И вот стучит Валя по клавишам, а дежурит по штабу старший лейтенант Тыртышный. И ни одной человеческой души в штабе больше нет. Только охраняет батальонное знамя рядовой Ахмедов.
Осень самая ранняя, а вечера уже прохладные. С Балтики тянет туманной сыростью. Холодно Вале в одной блузке, и чай не согревает. Тем более, что много не выпьешь – туалета в штабе нет. Надо идти на улицу в дощатое сооружение, следить, чтобы не зацепиться за гвоздь и держать дверь изнутри. И тут входит старший лейтенант Тыртышный. Красный, как из бани, и потому такой же потный. «Может быть, Валенька, Вам шинель какую дать? Замерзаете ведь…» Говорит писклявым голосом, и смотрит через пузо на свой сапог.
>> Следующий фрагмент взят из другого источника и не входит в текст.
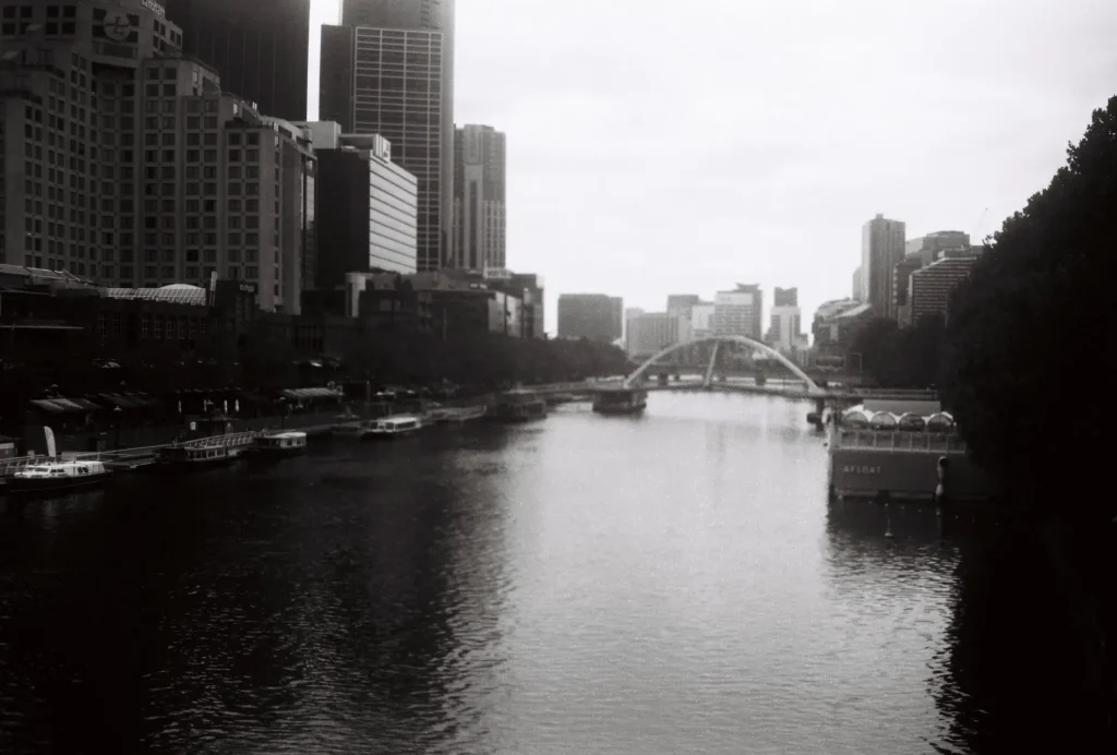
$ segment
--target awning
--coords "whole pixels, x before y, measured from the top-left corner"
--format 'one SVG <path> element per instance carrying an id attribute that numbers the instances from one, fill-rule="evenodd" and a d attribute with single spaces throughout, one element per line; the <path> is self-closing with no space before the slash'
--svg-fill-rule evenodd
<path id="1" fill-rule="evenodd" d="M 80 407 L 85 411 L 90 411 L 90 412 L 105 411 L 104 407 L 95 404 L 92 401 L 89 401 L 88 399 L 68 399 L 68 401 L 73 401 L 74 403 L 76 403 L 78 407 Z"/>
<path id="2" fill-rule="evenodd" d="M 83 407 L 79 403 L 77 403 L 76 401 L 71 401 L 69 399 L 51 399 L 51 401 L 54 401 L 59 407 L 63 407 L 65 409 L 69 409 L 70 411 L 83 412 L 83 413 L 85 413 L 86 411 L 88 411 L 85 407 Z"/>
<path id="3" fill-rule="evenodd" d="M 163 404 L 146 393 L 125 393 L 124 398 L 143 409 L 162 409 Z"/>
<path id="4" fill-rule="evenodd" d="M 140 409 L 140 405 L 134 401 L 130 401 L 127 398 L 116 393 L 103 393 L 101 398 L 118 409 Z"/>
<path id="5" fill-rule="evenodd" d="M 286 399 L 337 399 L 341 393 L 328 388 L 288 388 L 280 391 Z"/>
<path id="6" fill-rule="evenodd" d="M 48 411 L 51 414 L 64 414 L 69 411 L 66 407 L 55 403 L 54 401 L 48 401 L 47 399 L 34 399 L 31 401 L 31 405 L 44 411 Z"/>

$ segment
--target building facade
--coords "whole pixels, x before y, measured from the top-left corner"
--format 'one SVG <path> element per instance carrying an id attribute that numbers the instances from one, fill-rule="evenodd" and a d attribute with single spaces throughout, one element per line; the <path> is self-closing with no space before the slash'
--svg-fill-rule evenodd
<path id="1" fill-rule="evenodd" d="M 623 334 L 624 303 L 604 294 L 561 294 L 558 337 L 613 343 Z"/>
<path id="2" fill-rule="evenodd" d="M 802 343 L 799 289 L 776 288 L 772 300 L 772 316 L 765 341 L 781 354 L 793 355 Z"/>
<path id="3" fill-rule="evenodd" d="M 322 246 L 315 287 L 337 288 L 347 273 L 416 273 L 418 185 L 392 162 L 388 140 L 342 135 L 314 153 Z"/>
<path id="4" fill-rule="evenodd" d="M 815 310 L 811 326 L 815 359 L 834 361 L 838 371 L 848 369 L 853 341 L 873 317 L 872 306 L 857 299 L 823 303 Z"/>
<path id="5" fill-rule="evenodd" d="M 911 324 L 924 317 L 949 314 L 951 294 L 970 277 L 981 255 L 974 252 L 943 257 L 911 274 Z"/>
<path id="6" fill-rule="evenodd" d="M 418 179 L 418 267 L 450 261 L 454 0 L 346 0 L 322 27 L 319 117 L 380 134 Z"/>
<path id="7" fill-rule="evenodd" d="M 626 350 L 632 359 L 648 359 L 663 348 L 681 343 L 681 317 L 666 312 L 648 312 L 628 322 Z"/>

«Спасибо, Леонид Николаевич. Шинель мне не надо. А нельзя ли послать кого-нибудь ко мне домой, у мужа свитер попросить?»
Тыртышный широко разводит руками и смотрит на другой сапог. «Это я сейчас, вмиг!» Чуть не бегом выходит из комнаты, на ходу пишет в блокноте, вырывает листок. «Дневальный, дневальный!!! На-ка тебе адрес прапорщика Подобуева. Дуй к нему в Городок, попросишь для Валентины Сергевны свитер.»
«Ни магу пакинут флаг, товарищ комантир!» Скалится Ахмедов.
«Бегом, товарищ солдат!» неожиданным для всех басом ревёт Тыртышный. Ахмедов видит вздувшиеся вены на лбу офицера и бежит, зажав в кулачке бумажку с адресом.
«Трикотажный! Скажи мужу – трикотажный!» перевесившись через стол, кричит ему вслед Валя.
Прапорщик Олег Подобуев занимал вместе с супругой Валей две маленькие комнаты на первом этаже старого немецкого коттеджа. На второй этаж пристроена отдельная лестница, и его жители имеют свою кухню, так что они не в счёт. Раньше в каждом таком коттедже жила семья одного фрица-лётчика, а теперь отлично помещалось несколько семей-победителей. Олегу повезло с соседями – третью комнату занимал молчаливый, суровый пьяница Сашка, сержант сверхсрочной службы. Когда-то они вместе остались в части, но Олег сразу закончил школу прапорщиков, а одинокого Сашку всё устраивало и так.
Этим вечером наёмник сидел на кухне и смотрел, как Сашка в форменных трусах жарит кусок изъятой из столовой свинины. Оба они неспешно пили пиво и курили, пользуясь Валиным отсутствием. Свинина попалась возрастная, чёрные волосы щетины страшно топорщились внутри прозрачной шкуры. Раскалённый жир пузырился и шкворчал на сковороде, брызги летели на старый фашистский кафель и на голое Сашкино брюхо. В уличную дверь кто-то поскрёбся.
Подобуев открывает и видит Ахмедова.
«Товарищ прапор, разришите далажит, давайте свитер для жина!»
«Ты чего не на посту? Сменился, что ли?»
«Нет, какой сминился! Трытрышны орал, иди, говорит, свитер неси! Убью тибя, говорит! Би-и-игом!»
Сашка со сковородой в руке слушает разговор. Подобуев кивает:
«Сейчас принесу, жди здесь». Хотел закрыть дверь, но спросил на всякий случай: «Что-нибудь ещё?»
Ахмедов морщит лоб. «Да, ищё! Ваш жина кричал…»
«Что? Что кричал мой жина?» Дразнится прапорщик.
«Сичас, сичас… А! Вот: три какашки! Три какашки, так он кричал!»
Подобуев поражён. «Какие три какашки?»
Ахмедов серьёзно кивает головой: «Да, тибе скажи – три какашки! Точно говорю!»
Сашка хохочет, согнувшись в дугу. Из сковороды вываливается мясо. «Не три какашки, а три какашки!!!»
«Чего?!»
«Это совет! Типа: соси ты хрен у дохлой обезьяны. Только женщина она культурная». Сашка отсмеялся, садится на корточки и собирает мясо. Мрачным голосом добавляет: «Всё, мол, любовь завяла – три какашки! Растирай, значит. Красиво загнула…»
Прапорщик Подобуев, забыв про свитер и рядового Ахмедова, бежит в часть.